Corneal dystrophy: scientists discover molecular changes occur decades before symptoms
Research from the US could lead to the development of new screening procedures for the disease
The research, which is described in Nucleic Acids Research, involved analysing eye bank samples of corneal tissue and eye tissue collected from FECD patients following surgery.
As well as comparing the tissue of FECD patients with healthy tissue within the eye bank, they discovered six tissue samples within the eye bank that displayed a genetic predisposition for FECD despite having no signs of the disease in the cornea.

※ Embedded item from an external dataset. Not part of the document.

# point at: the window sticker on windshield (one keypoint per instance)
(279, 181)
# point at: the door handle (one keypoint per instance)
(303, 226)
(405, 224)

The researchers found that when they compared the gene expression patterns of FECD patients with the tissue of those who had a genetic predisposition for the disease, the same molecular changes had occurred.
The FECD patients within the study had an average age of 66.5, while the eye bank sample patients displaying molecular changes were 46.8 years old.
This suggests that molecular changes can occur decades before patients show symptoms of the disease.
University of Texas Southwestern Medical Center’s Professor David Corey highlighted: "It was really a surprise that the seeds of eventual dysfunction are sown in the tissue so long before the symptoms are visible.”
Study co-author, Professor Vinod Mootha, explained that the ultimate goal of researchers is to slow down or stop the FECD disease process so that patients do not require corneal transplants.
"Based on the results of this study, we have a much better idea of what's happening early in the disease process, which lets us better track whether we can reverse those early changes," he said.